Mascara JavaScript compiler

onsdag den 16. september 2009

Blog moved

This blog has moved to http://blog.mascaraengine.com/. See you!

søndag den 9. august 2009

Arrays and higher-order functions in the type system

Lets look closer at how types are handled in Mascara in relation to Arrays and higher-order functions. This provides an interesting view into the type system.

Since this is not a general introduction to parameterized types, it is probably best understood if you already knows parameterized types, e.g. from Java or C# (where they are called "generics", but otherwise looks a lot the same.)

An Array can by default contain values of any type. However, an array can also be instantiated with a type parameter:

var x = new Array.<int>

This creates a new array which may only contain integer values.
If you initialize with an array literal like this:


var x = [1,2,3]

The compiler will determine the Array type from the initial values. In this case it will assume an array if integers, ie. Array.<int>, because all of the items are integers.


The Array class is declared like this:


dynamic class Array.<T> { ... methods ... }

The T is the type parameter which represent the type of the items. when a new array is constructed, the type parameter T is initialized with a concrete type.

Usually the compiler requires you to explicitly provide type arguments. However Array is special-cased (for backwards compatibility), so that when it is initialized without a type argument, it defaults to use the “star” type argument, which is the "anything goes" type.

Hence new Array gets translated into new Array.<*>.

[Aside: dynamic is a modifier which indicates than any property can be attached to the object at runtime without the compiler complaining. This is supported for backwards compatibility]

Now let’s look at the type signature for every:

function every(callbackfn:(function(item:T, ix:int):boolean)) : boolean {...}

This signature may seem daunting because of the nested function signature. every takes one argument, callbackfn which is in turn a function which takes two arguments.

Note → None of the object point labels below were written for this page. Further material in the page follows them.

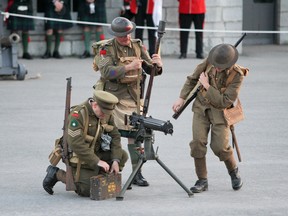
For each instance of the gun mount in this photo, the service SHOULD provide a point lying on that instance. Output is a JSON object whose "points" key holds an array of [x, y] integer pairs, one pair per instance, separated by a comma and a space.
{"points": [[149, 123]]}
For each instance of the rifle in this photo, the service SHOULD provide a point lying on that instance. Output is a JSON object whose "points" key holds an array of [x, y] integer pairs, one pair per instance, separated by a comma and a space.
{"points": [[70, 186], [197, 88], [160, 33]]}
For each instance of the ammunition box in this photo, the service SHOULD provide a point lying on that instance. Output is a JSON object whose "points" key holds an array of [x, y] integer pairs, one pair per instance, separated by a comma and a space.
{"points": [[105, 186]]}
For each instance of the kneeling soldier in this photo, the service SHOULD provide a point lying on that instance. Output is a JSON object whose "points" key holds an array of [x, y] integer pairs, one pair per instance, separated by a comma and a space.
{"points": [[95, 142]]}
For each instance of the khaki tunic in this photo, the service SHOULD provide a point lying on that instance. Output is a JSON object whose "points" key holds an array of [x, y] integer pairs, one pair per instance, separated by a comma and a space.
{"points": [[208, 109], [81, 145], [112, 71]]}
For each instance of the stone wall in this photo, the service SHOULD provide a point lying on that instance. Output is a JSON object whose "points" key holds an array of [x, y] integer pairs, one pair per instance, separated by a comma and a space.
{"points": [[221, 15]]}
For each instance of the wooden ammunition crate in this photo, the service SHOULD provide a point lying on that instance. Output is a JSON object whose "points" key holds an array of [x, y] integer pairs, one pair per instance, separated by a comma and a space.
{"points": [[105, 186]]}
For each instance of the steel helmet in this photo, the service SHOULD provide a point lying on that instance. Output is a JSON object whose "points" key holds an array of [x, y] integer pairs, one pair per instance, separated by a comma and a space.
{"points": [[223, 56], [121, 26]]}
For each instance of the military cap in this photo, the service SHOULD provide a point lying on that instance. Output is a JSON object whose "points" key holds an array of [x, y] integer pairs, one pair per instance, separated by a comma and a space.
{"points": [[105, 100], [223, 56], [121, 27]]}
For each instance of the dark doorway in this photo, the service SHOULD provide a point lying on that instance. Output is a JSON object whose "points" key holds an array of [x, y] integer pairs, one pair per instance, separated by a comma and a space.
{"points": [[259, 15]]}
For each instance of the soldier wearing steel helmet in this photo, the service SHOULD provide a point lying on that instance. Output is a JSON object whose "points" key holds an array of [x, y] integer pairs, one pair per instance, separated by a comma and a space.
{"points": [[95, 142], [215, 95], [122, 62]]}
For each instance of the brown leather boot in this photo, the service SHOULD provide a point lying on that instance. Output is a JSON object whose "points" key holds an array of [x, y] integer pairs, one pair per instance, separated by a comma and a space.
{"points": [[50, 179], [232, 168], [201, 171]]}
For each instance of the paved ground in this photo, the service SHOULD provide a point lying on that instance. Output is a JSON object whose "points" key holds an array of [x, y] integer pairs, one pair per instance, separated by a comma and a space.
{"points": [[32, 111]]}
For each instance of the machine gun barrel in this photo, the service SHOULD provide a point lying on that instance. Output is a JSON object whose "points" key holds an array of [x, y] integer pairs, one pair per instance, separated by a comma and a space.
{"points": [[138, 121]]}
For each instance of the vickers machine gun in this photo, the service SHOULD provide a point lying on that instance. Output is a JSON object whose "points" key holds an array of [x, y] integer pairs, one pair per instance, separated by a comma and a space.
{"points": [[9, 65], [143, 132]]}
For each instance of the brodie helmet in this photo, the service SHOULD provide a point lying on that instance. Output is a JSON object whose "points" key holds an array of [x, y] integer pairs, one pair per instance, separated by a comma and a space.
{"points": [[121, 26], [223, 56]]}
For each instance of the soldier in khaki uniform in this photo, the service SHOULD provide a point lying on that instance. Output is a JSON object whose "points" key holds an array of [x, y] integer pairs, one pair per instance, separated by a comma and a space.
{"points": [[90, 125], [215, 95], [121, 62]]}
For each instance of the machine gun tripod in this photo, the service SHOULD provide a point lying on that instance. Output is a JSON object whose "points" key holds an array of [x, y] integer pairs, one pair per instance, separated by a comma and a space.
{"points": [[144, 134]]}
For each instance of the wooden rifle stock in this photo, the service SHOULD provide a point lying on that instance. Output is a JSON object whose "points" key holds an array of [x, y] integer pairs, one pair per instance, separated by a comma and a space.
{"points": [[235, 143], [196, 89], [70, 186], [160, 33]]}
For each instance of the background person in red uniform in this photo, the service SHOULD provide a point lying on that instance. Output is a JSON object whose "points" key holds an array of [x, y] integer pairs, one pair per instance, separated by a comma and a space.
{"points": [[191, 11]]}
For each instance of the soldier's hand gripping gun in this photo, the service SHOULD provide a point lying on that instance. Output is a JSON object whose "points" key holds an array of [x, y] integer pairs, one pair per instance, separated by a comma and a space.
{"points": [[148, 123], [160, 33]]}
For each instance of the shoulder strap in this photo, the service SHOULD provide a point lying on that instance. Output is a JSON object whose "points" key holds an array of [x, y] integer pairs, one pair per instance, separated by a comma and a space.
{"points": [[230, 77]]}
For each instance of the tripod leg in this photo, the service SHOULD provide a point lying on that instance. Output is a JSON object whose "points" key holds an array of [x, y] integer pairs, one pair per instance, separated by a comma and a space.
{"points": [[141, 161], [190, 193]]}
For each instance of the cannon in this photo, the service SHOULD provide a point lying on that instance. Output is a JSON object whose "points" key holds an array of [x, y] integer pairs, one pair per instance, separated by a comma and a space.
{"points": [[9, 65]]}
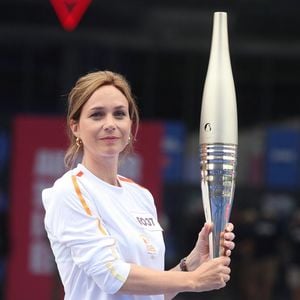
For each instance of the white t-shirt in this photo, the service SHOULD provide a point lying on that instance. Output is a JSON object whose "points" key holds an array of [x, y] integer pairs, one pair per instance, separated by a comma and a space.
{"points": [[96, 230]]}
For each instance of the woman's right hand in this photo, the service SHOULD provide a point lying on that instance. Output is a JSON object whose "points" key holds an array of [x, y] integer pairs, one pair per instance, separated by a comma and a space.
{"points": [[212, 274]]}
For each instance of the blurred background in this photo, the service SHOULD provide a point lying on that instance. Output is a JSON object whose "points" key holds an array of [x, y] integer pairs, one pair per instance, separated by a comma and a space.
{"points": [[162, 48]]}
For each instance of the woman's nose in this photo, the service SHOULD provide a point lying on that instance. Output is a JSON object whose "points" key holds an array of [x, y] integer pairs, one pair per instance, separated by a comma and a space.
{"points": [[109, 123]]}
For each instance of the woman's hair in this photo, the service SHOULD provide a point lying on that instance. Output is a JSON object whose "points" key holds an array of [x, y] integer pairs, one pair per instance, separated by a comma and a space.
{"points": [[81, 93]]}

The first argument to the callback function is a list item, hence its type is T, the type parameter for the Array. Hence if the list is a list of ints, the function has to take an int as the first argument.

The second argument to the callback is the index of the current item in the array. This is sometimes useful to have, but we may choose to ignore this argument as we have done in the examples above.

There is a certain amount of flexibility in what callback functions can be supplied. For example, as we have seen above, arguments can be ignored/left out. However we cannot supply a function with more required parameters than the signature expects.

The parameters may be more accepting than what is declared. For example we can provide a function which expects a double as the item type:

[1,2,3].every(function(x:double) x / 2 > 2)

This will work even though T is int, since int is a subset of double. (Technically parameters are said to be contravariant.) This is allows us to supply a function without type annotations on the parameters, which is pretty nice, especially for backwards compatibility.
The return value of the callback has to be a boolean as declared. However, in the above case the compiler can figure out on its own that the callback returns a boolean, because the result of a comparison is always a boolean.

Next, lets look at filter:

function filter(callbackfn:(function(item:T, ix:int):boolean)) : Array.<T> {...}

The parameters for the callback function are the same as above. The result type is itself a parameterized type - the same as the original array. Recall that T is defined as a type parameter for Array.

Hence if you filter an array of stings, the result is always a new array of strings (although the resulting list may be empty, the type is still Array.).

Now the most complex of the function signatures, map:

function map.<Q>(callbackfn:(function(item:T, ix:int):Q)) : Array.<Q> { ... }

Note that the function takes a type parameter, which must match the result type of the supplied function, and which also determines the type the resulting array.

Hence, an explicitly typed invication of map:

x.map.<string>(function(x)x.toString()) --> results in an array of type Array.<string>
x.map.<double>(function(x) x*2) --> results in an array of type Array.<double>

Obviously, if there is a mismatch between the type parameter and the return type of the function, you get a complaint from the compiler

x.map.<int>(function(x) x.toString()) --> compiler whines!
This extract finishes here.